Até a semana passada pensávamos que existiam apenas 10 bilhões de galáxias. O telescópio Hubble revelou que existem 50 bilhões. E daí?
Bem, é difícil estabelecer uma conexão entre essa descoberta e a vida de cada um. Mas poderíamos aproveitar o Hubble para repetir aquelas frases falsamente atribuídas ao escritor Jorge Luis Borges. Se soubesse que existem 50 bilhões de galáxias, teria cometido mais erros, teria andado mais descalço, teria passeado na chuva...
O fato de sabermos que existem 50 bilhões de galáxias deveria nos envergonhar de certas brigas municipais e dá ao movimento dos sem-terra, por exemplo, a dimensão de uma tragédia cósmica.
Mas se eu soubesse antes que são 50 bilhões as galáxias do universo, seria menos sério, perderia mais canetas, compraria mais livros, aprenderia a mergulhar e passaria mais tempo no fundo do mar de Angra.
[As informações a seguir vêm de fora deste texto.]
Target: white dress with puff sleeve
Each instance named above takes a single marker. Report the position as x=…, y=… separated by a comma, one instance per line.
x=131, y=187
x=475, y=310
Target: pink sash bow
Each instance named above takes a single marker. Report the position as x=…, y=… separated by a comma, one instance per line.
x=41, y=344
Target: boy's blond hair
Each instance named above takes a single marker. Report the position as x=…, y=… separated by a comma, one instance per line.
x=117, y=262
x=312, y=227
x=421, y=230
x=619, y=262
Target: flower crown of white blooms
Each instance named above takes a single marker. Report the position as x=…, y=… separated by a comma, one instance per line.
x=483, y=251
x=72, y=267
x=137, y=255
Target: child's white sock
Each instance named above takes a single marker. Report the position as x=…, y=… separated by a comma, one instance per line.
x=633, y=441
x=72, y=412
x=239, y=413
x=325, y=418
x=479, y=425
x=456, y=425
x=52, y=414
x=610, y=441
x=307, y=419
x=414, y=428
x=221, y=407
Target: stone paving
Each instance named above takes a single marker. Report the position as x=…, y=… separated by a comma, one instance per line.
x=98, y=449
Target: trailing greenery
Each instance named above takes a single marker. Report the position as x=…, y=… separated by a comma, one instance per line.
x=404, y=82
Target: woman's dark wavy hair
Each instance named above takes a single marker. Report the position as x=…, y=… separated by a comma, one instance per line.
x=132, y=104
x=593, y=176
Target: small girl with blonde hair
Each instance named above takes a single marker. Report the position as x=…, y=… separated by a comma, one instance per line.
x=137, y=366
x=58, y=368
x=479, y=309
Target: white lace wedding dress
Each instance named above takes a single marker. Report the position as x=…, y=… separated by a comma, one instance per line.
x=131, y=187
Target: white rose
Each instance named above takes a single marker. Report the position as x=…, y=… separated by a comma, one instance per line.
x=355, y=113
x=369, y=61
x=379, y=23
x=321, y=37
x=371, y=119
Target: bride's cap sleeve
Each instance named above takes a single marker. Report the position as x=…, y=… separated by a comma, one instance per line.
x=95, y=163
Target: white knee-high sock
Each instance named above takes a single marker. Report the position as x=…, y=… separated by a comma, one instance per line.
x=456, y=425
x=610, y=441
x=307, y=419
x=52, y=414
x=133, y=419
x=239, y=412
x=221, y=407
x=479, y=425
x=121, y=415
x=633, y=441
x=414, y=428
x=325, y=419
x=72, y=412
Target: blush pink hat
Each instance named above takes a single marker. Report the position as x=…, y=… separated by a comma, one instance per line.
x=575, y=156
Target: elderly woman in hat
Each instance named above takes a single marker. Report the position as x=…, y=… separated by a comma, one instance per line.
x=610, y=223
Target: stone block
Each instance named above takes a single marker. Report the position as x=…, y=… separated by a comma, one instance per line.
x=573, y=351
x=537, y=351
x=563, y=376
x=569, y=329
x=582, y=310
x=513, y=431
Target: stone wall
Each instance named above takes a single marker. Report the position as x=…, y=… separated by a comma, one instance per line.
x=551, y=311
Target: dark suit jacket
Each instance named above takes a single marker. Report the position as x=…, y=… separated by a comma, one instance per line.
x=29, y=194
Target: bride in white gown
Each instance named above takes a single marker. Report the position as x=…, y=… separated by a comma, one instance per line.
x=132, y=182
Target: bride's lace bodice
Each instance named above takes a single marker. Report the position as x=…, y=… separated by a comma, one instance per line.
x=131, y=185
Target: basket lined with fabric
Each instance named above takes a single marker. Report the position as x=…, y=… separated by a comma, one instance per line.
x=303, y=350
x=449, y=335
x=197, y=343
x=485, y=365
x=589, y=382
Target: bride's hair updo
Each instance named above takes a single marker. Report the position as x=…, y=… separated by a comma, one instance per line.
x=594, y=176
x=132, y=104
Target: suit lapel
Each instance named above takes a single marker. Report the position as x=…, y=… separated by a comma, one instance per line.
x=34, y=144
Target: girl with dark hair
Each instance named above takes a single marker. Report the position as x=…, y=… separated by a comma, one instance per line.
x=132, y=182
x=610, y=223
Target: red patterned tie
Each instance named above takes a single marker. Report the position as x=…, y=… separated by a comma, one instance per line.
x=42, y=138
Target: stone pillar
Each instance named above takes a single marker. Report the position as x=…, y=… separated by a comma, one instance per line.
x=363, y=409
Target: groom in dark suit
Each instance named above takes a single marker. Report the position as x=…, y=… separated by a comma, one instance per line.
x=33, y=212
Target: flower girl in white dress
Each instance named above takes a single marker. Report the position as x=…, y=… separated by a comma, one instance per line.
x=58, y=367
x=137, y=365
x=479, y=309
Se há 50 bilhões de galáxias por que pensar tanto em comprar uma casa, por que ler tantas notícias políticas, no momento em que um tigre chamado Nicolai começa sua dieta alimentar em Minas?
Quando um grupo de mergulhadores saiu de uma experiência de vários dias no fundo do oceano, a impressão foi a mesma dos que chegaram à lua: grande parte da preocupação humana é ridícula diante da grandeza cósmica.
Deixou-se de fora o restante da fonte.